Commercial property activity looking positive in 2026 despite November’s Budget 


Demand in terms of both leasing and investment for commercial real estate in the UK largely remained in positive territory in Q4 2025, despite the uncertainty caused by November’s Budget, according to Rightmove’s latest Commercial Insights Tracker.

Growth in demand was lower than in both the previous quarter and the same period in 2024. However, this was in part down to the timing of – and extensive speculation about – the Labour government’s second Budget, which took place unusually late on 26 November.

How did demand for commercial property perform in Q4 2025? 

Demand to lease industrial property increased the most year on year, at 11%, followed by offices (2%) and leisure (1%). Leasing demand for retail properties fell by 4% over the same period. When it comes to investment demand, industrial fared best at a 12% increase, followed by offices (4%) and retail (3%). Demand for leisure fell by 7%.

What trends did we see in supply of commercial property? 

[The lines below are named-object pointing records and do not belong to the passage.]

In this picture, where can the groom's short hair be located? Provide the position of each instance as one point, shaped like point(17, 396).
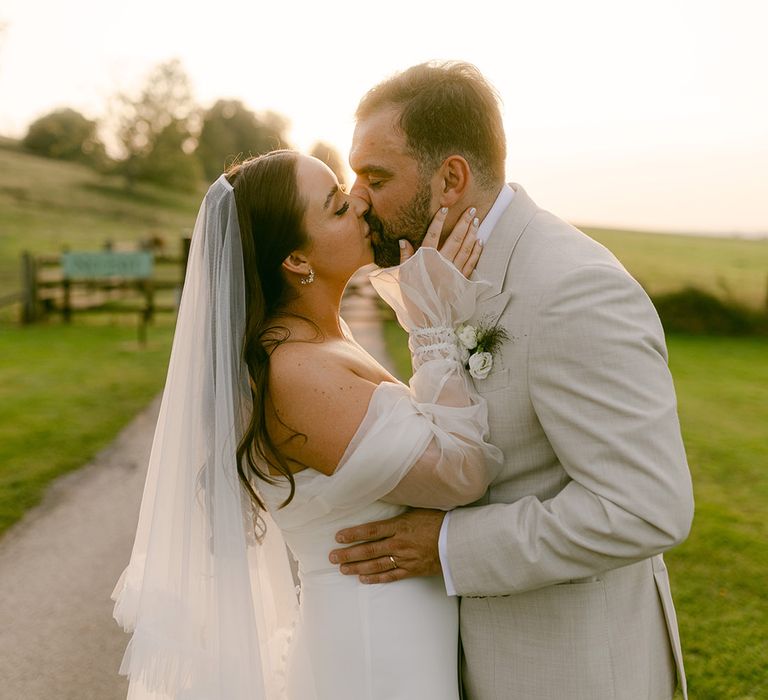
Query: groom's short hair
point(446, 108)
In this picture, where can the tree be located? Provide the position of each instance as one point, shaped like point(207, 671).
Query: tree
point(330, 156)
point(230, 130)
point(159, 125)
point(65, 134)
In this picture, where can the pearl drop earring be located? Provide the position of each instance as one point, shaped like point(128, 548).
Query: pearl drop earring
point(309, 278)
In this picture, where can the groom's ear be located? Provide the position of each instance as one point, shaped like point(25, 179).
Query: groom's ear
point(455, 176)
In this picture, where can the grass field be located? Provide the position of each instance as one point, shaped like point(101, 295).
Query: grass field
point(719, 574)
point(65, 392)
point(47, 204)
point(733, 269)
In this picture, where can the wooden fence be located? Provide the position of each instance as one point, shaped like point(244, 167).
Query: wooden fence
point(107, 281)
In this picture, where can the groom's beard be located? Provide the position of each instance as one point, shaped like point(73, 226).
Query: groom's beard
point(411, 223)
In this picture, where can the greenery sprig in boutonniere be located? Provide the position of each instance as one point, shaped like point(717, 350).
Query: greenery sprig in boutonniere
point(478, 344)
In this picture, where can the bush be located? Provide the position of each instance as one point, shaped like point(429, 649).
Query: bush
point(691, 310)
point(67, 135)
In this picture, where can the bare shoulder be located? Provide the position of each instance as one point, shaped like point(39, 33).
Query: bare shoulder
point(315, 392)
point(315, 372)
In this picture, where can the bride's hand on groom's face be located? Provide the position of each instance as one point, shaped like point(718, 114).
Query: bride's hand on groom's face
point(462, 246)
point(394, 549)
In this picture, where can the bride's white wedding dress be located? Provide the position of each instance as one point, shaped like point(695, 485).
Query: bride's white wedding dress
point(215, 614)
point(421, 445)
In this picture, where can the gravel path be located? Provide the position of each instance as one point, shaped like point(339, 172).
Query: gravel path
point(59, 565)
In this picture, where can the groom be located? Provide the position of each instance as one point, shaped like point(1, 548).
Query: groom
point(564, 592)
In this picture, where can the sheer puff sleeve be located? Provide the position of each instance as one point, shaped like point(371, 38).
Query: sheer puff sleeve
point(431, 298)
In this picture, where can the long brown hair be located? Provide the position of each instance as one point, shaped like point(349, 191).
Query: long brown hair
point(270, 213)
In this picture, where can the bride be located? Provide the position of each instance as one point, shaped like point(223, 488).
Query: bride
point(276, 428)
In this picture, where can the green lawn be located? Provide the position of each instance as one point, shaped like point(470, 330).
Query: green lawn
point(65, 392)
point(47, 204)
point(731, 268)
point(719, 575)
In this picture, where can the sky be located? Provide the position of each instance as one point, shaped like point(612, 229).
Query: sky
point(649, 115)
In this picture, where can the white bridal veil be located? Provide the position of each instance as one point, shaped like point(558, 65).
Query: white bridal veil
point(210, 608)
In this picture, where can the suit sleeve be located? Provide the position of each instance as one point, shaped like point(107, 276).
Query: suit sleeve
point(601, 389)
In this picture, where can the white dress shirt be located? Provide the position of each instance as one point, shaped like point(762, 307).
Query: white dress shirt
point(503, 200)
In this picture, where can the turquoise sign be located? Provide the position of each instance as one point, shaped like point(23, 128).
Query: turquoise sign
point(128, 265)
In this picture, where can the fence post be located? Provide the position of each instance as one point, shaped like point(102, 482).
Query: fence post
point(29, 301)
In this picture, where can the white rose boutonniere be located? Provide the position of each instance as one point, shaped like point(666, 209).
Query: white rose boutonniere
point(480, 364)
point(477, 345)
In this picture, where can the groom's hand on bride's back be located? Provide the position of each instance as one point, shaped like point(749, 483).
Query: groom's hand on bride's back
point(461, 247)
point(390, 550)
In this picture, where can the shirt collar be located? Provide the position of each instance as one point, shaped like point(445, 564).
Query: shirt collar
point(503, 200)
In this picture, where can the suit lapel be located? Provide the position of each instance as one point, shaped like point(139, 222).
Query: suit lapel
point(494, 262)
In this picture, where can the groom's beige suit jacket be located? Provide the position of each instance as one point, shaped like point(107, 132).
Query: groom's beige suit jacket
point(564, 589)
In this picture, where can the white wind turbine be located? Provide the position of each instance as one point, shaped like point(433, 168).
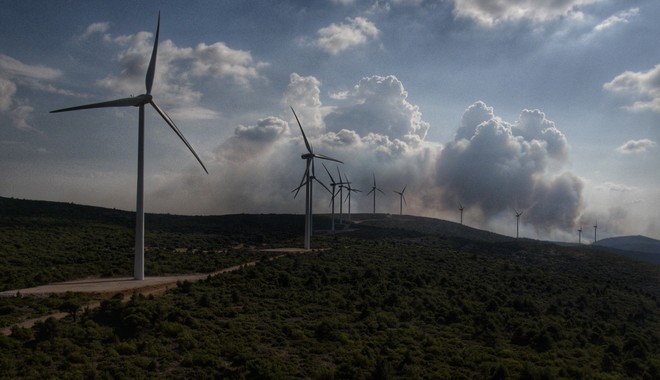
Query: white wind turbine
point(349, 189)
point(307, 181)
point(595, 228)
point(460, 207)
point(401, 199)
point(140, 101)
point(342, 186)
point(333, 184)
point(517, 220)
point(373, 190)
point(580, 235)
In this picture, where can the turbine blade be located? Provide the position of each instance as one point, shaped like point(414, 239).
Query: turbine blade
point(151, 71)
point(309, 148)
point(328, 171)
point(124, 102)
point(169, 121)
point(322, 184)
point(323, 157)
point(302, 181)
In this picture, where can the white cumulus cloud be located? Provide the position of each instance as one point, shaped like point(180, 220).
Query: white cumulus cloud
point(494, 166)
point(336, 38)
point(493, 12)
point(622, 17)
point(636, 146)
point(642, 87)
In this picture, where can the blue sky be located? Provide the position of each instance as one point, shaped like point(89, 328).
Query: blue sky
point(552, 109)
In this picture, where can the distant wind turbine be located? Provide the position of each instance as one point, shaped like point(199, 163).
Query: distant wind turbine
point(140, 101)
point(349, 189)
point(333, 184)
point(373, 190)
point(307, 179)
point(580, 235)
point(517, 220)
point(460, 207)
point(341, 196)
point(401, 199)
point(595, 228)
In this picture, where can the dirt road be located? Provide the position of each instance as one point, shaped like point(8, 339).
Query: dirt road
point(102, 288)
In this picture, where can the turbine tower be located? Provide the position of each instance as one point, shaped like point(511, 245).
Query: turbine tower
point(341, 196)
point(140, 101)
point(373, 190)
point(349, 189)
point(401, 199)
point(460, 207)
point(307, 181)
point(333, 184)
point(595, 228)
point(517, 220)
point(580, 235)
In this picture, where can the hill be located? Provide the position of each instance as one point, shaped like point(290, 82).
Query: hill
point(632, 243)
point(386, 298)
point(639, 248)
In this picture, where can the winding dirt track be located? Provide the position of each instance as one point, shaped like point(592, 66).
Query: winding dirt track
point(101, 288)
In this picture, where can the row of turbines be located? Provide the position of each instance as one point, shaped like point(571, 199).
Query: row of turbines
point(307, 181)
point(337, 187)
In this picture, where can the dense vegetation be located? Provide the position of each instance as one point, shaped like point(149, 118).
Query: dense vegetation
point(378, 303)
point(45, 242)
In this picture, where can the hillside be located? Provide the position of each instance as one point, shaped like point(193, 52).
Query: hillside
point(632, 243)
point(386, 298)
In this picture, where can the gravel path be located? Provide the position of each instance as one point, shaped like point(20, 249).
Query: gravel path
point(101, 288)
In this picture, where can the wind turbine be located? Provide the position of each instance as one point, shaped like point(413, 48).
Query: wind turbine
point(401, 199)
point(580, 235)
point(373, 190)
point(140, 101)
point(333, 184)
point(341, 196)
point(349, 189)
point(595, 228)
point(517, 220)
point(307, 181)
point(460, 207)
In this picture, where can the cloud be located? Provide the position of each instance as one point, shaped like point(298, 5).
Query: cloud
point(97, 27)
point(13, 68)
point(267, 129)
point(256, 168)
point(491, 13)
point(219, 60)
point(636, 146)
point(616, 187)
point(13, 74)
point(644, 86)
point(7, 91)
point(379, 107)
point(622, 17)
point(304, 95)
point(494, 166)
point(337, 38)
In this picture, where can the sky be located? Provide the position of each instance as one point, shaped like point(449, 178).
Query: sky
point(549, 109)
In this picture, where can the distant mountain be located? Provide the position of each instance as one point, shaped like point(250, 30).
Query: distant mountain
point(635, 247)
point(632, 243)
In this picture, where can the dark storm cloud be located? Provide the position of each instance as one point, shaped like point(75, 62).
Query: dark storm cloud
point(496, 166)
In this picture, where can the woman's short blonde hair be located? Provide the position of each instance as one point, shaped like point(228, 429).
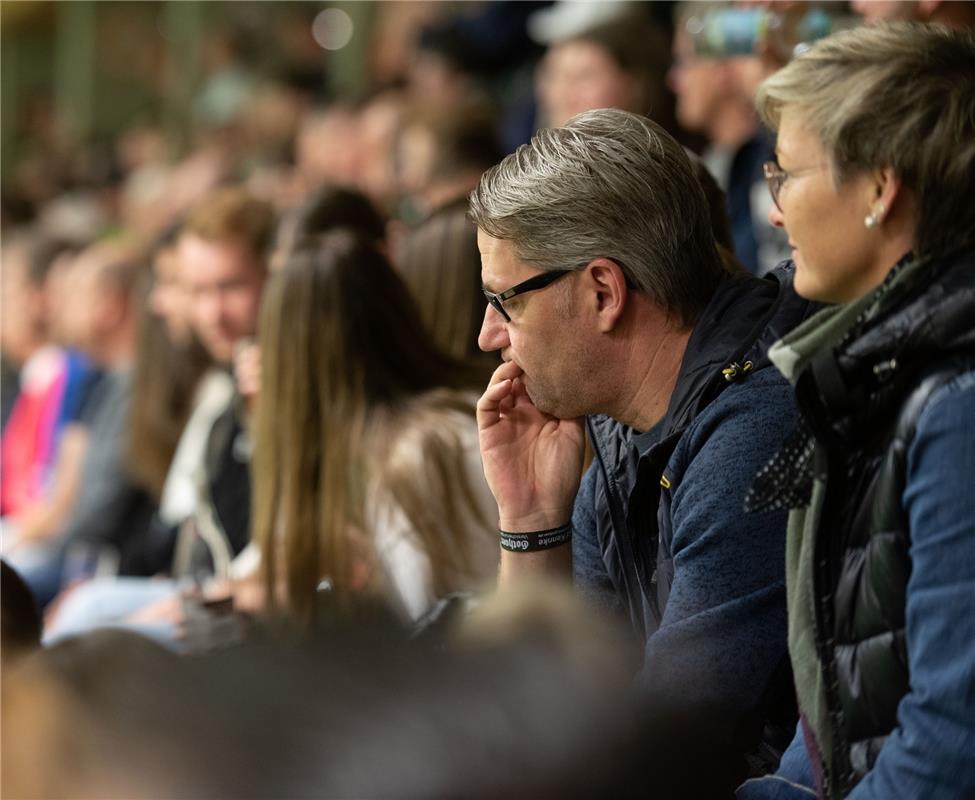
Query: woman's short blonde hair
point(898, 95)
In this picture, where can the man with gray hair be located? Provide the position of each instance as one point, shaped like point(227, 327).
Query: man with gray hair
point(615, 317)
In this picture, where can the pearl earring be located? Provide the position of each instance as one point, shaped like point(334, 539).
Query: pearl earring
point(875, 216)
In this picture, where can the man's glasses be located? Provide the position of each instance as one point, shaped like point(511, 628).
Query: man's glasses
point(538, 282)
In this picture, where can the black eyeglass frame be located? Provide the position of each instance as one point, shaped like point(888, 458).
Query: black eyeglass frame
point(536, 282)
point(775, 177)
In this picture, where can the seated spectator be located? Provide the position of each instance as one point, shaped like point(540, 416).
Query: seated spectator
point(108, 513)
point(620, 324)
point(323, 209)
point(168, 370)
point(442, 155)
point(619, 62)
point(20, 625)
point(43, 446)
point(366, 471)
point(876, 153)
point(204, 514)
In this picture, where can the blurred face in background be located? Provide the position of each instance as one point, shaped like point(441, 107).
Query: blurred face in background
point(169, 299)
point(699, 84)
point(21, 307)
point(883, 10)
point(90, 306)
point(578, 76)
point(224, 281)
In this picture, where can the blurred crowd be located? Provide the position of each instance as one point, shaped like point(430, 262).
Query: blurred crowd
point(242, 493)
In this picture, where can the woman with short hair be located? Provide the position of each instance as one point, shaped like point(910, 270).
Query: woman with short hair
point(873, 183)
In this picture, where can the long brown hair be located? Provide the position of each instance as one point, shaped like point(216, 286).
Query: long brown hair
point(164, 383)
point(346, 364)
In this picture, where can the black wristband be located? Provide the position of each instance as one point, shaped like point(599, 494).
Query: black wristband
point(537, 540)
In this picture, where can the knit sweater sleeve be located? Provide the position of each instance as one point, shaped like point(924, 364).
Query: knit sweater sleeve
point(929, 753)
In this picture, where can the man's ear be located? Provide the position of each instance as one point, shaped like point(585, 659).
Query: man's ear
point(609, 291)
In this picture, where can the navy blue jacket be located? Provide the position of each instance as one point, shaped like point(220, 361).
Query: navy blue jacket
point(659, 530)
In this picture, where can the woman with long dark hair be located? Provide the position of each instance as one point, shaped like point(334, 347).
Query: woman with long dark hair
point(366, 470)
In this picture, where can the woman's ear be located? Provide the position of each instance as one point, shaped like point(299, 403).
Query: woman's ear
point(607, 283)
point(886, 188)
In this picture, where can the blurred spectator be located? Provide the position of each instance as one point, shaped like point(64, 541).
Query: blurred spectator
point(380, 118)
point(945, 12)
point(324, 209)
point(366, 471)
point(108, 513)
point(714, 98)
point(168, 370)
point(204, 513)
point(42, 445)
point(618, 63)
point(327, 148)
point(20, 625)
point(441, 153)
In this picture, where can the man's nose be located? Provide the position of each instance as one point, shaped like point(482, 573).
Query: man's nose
point(494, 332)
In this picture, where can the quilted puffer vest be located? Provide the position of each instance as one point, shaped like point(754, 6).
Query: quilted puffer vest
point(863, 402)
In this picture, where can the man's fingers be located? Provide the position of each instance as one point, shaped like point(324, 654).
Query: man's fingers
point(493, 402)
point(507, 371)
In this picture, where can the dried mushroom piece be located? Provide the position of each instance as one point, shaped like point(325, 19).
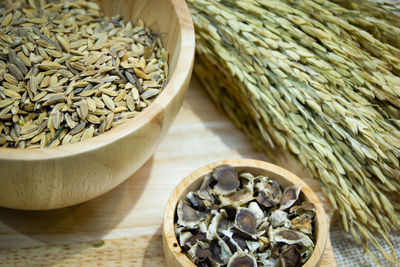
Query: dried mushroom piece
point(246, 222)
point(241, 259)
point(302, 223)
point(305, 207)
point(290, 257)
point(269, 192)
point(227, 179)
point(290, 237)
point(290, 196)
point(279, 218)
point(238, 198)
point(187, 216)
point(237, 219)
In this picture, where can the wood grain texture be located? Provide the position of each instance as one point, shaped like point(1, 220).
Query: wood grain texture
point(39, 179)
point(129, 217)
point(172, 250)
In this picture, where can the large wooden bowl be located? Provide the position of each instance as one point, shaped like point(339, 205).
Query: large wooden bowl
point(173, 252)
point(39, 179)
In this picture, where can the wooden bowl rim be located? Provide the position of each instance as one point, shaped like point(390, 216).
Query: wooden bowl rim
point(184, 64)
point(168, 221)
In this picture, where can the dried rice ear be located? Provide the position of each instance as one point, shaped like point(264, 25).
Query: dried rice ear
point(246, 222)
point(290, 196)
point(242, 259)
point(227, 179)
point(290, 257)
point(187, 216)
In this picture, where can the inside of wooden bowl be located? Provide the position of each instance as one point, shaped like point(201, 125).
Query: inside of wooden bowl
point(158, 15)
point(282, 176)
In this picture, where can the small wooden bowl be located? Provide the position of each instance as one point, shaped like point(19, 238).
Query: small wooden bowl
point(39, 179)
point(172, 250)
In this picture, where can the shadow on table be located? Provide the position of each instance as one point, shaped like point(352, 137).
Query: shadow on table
point(154, 255)
point(89, 221)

At the same time, supply across all sectors ticked up when it came to leasing and all but leisure in terms of investment. At a time when demand is muted – or at least more muted – this is, perhaps, to be expected.  

How has the office sector fared in 2025? 

Exterior of office buildings

Demand to lease office space in some of London’s key business locations dropped by more than the national average, another signal that some business leaders adopted a wait and see approach at the end of 2025 due to the Budget – although this could also be due to tight supply at the prime end of the market.

Demand to lease office space in the City of London dropped by nearly a quarter compared to the same period a year ago (-24%), while in Westminster there was a drop of 8%.

What did the Budget include? 

There was speculation in the months leading up to the Budget that there would be significant changes to the tax code, giving business leaders a reason to wait and see what would happen. 

The Budget did indeed include a major shake-up of business rates. From April 2026, a new five-category multiplier structure will apply. Perhaps most prominently, it introduced a clear distinction between retail, hospitality and leisure properties and all other commercial properties, as well as a new band for high-value premises.

What do commercial property experts think about the commercial market? 

“It seems that uncertainty in the run up to the Budget suppressed demand in some areas, but it’s positive that it mostly continued to grow year-on-year,” said Andy Miles, managing director, commercial, at Rightmove. “Some business leaders understandably delay their decision making when potentially large financial changes are just around the corner.” 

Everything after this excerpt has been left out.